If I'm honest, I can't say I found the ability to use the numpad as a bank of macro keys particularly useful in any game I played, not being a fan of MMORPGs. If my use of Adobe Photoshop consisted mainly of cropping and resizing images, I could definitely see some appeal, and I'm sure many other applications (and users) could reap the benefits of having dedicated macro keys at their disposal. I should point out, though, that to use these extra features the Intellipoint software has to be installed on your PC. If not you'll be stuck with nothing more exciting than a bog-standard keyboard with a few media keys.

With the SideWinder X6 sitting at the same £50-ish price point as Logitech and Razer's nearest equivalents, the G15 and Lycosa, Microsoft couldn't get away with offering any less functionality - which it doesn't. And as gimmicks go, a removable numpad is definitely of more practical use than an LCD screen or the ability to use any key to activate a macro. Add in the fact that the SideWinder X6 is the nicest one to type on and it's a pretty clear-cut choice.


Microsoft's SideWinder X6 is a fantastic return to form for the company. It feels great to type on, has as much macro-ing functionality as anyone will ever need and the ability to swap the numpad from left to right is a real masterstroke. If you're in the market for a gaming keyboard right now, this is the one to get.

Overall Score


Hans Gruber

October 14, 2008, 11:32 pm

More buttons in the right place, less guff.

Your conclusion seemed to take a different tone to that of the article, overall. I was expecting you to say something like "It's decent enough as far as keyboards go, but doesn't offer anything particularly advantageous to the high performance gamer."

So, you reckon this is the best option as a gaming input device (peripheral to mouse) you can get right now? It'd be really great to see a round up of all the major players in the gaming input device market right now. There is such a proliferation that it's hard to see what's pure gimmick and what may actually add that competitive edge, simply because it works well.

Personally I'm still stuck using my old Zboard with aged gaming keypad. I've used the Battlefield 2 keyset but it lacks a couple of keys to that supplied with the board, so it's less use to me. What I like is the WASD placement and surrounding buttons but I wish there were more of them, that they were separately configurable from the main keyboard (ie - like the additional WASD keys, the extra buttons have alpha-numeric designations but are duplicated by the main QWERTY layout). As an FPS player, I need more buttons that are logically placed and reachable not lights and macros. Though it'd have been nice if you could use the volume/light control knobs as say throttle controls, for when flying the jets or choppers. I can live without macros - aren't they somehow cheating, if used in the context of First Person online Shooter?

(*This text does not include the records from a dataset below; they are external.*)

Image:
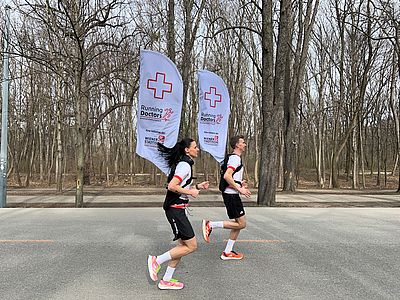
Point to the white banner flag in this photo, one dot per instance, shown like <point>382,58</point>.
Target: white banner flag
<point>213,114</point>
<point>159,106</point>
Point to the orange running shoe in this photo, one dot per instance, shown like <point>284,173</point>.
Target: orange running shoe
<point>231,255</point>
<point>206,228</point>
<point>173,284</point>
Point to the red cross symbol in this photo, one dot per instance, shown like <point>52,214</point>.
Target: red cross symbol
<point>159,85</point>
<point>212,96</point>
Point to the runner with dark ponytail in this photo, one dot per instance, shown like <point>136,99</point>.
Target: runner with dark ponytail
<point>174,154</point>
<point>180,161</point>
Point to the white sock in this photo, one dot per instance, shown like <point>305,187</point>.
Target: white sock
<point>163,258</point>
<point>217,224</point>
<point>168,273</point>
<point>229,246</point>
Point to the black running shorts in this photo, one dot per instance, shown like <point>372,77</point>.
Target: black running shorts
<point>234,205</point>
<point>180,224</point>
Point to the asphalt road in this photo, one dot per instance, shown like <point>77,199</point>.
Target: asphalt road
<point>290,253</point>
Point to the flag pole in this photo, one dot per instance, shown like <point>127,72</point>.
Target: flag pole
<point>4,115</point>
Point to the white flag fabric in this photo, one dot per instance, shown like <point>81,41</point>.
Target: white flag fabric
<point>159,106</point>
<point>214,110</point>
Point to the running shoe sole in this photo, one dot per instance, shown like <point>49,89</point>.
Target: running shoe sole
<point>150,268</point>
<point>230,258</point>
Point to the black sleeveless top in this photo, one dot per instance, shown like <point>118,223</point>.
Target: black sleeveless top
<point>172,197</point>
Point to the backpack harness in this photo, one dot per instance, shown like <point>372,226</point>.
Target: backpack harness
<point>171,196</point>
<point>223,184</point>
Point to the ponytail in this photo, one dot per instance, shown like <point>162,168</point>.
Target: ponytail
<point>174,154</point>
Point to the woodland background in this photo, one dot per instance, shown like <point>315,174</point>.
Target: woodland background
<point>314,87</point>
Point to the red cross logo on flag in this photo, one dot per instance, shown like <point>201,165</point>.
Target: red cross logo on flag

The main failing of the Zboard is the software. Certain games were an enormous chore to configure if using Ideazon's drivers. As far as I am aware, since I've not tried the Zboard software for some time, it's still, buggy, bloated and ill supported. So much potential to this concept I believed, but sadly squandered.


October 14, 2008, 11:50 pm

Looks good, and in agreement with Azro, I haven't used a macro in all me days. Also I'm one of the weirdos who use the arrow keys as my choice for gaming. CTRL for jump, 0/Ins for crouch etc. feels natural.

WASD is weird.


October 15, 2008, 1:50 am

Does this keyboard have n-key rollover like the Steelseries 7G, Das Keyboard III and Razer Tarantula?


October 17, 2008, 8:06 pm

If you're a WoW player like myself, don't even consider buying a macro keyboard. It's against Blizzard's terms and conditions and will get you banned. Don't believe me?



December 6, 2008, 7:15 pm


It's not against Blizzards T&C. You're not allowed to automate anything, but you are allowed to use macro keyboards as evidenced by their native support for the G15 (with a supplied profile that includes macros)

dan 3

March 12, 2009, 7:52 am

Hi, It seems majority of site sell American layout version, where can I find a European layout version as the one shown in this review?